To solve for the potential at point S, we can use the formula for the potential due to an infinite sheet of charge, which is V = σ/2ε0, where σ is the surface charge density and ε0 is the permittivity of free space. Since point S is located at (x,y) = (20.5 cm, -15 cm), it is closer to the negative sheet of charge (located at x = 26 cm) than the positive sheet of charge (located at x = 0). Therefore, we can use the surface charge density of the negative sheet (σ2 = -0.14 μC/m2) to find the potential at point S.

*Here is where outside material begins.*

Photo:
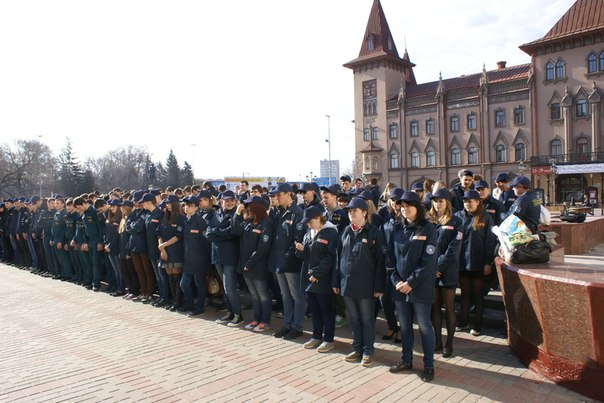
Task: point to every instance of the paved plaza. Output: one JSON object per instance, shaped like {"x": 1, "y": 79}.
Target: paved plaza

V(S) = σ2/2ε0 = (-0.14 μC/m2)/2ε0 = -7.0e3 V/m

Now, to find the potential difference between points S and P, we can use the formula V(S) - V(P). Plugging in the values, we get:

V(S) - V(P) = (-7.0e3 V/m) - (1.492e3 V) = -8.492e3 V

Therefore, the potential difference between points S and P is -8.492e3 V, meaning that point S is at a lower potential than point P. This makes sense, since point S is closer to the negative sheet of charge, which has a lower potential than the positive sheet of charge.

I hope this helps in solving the problem. Keep up the good work!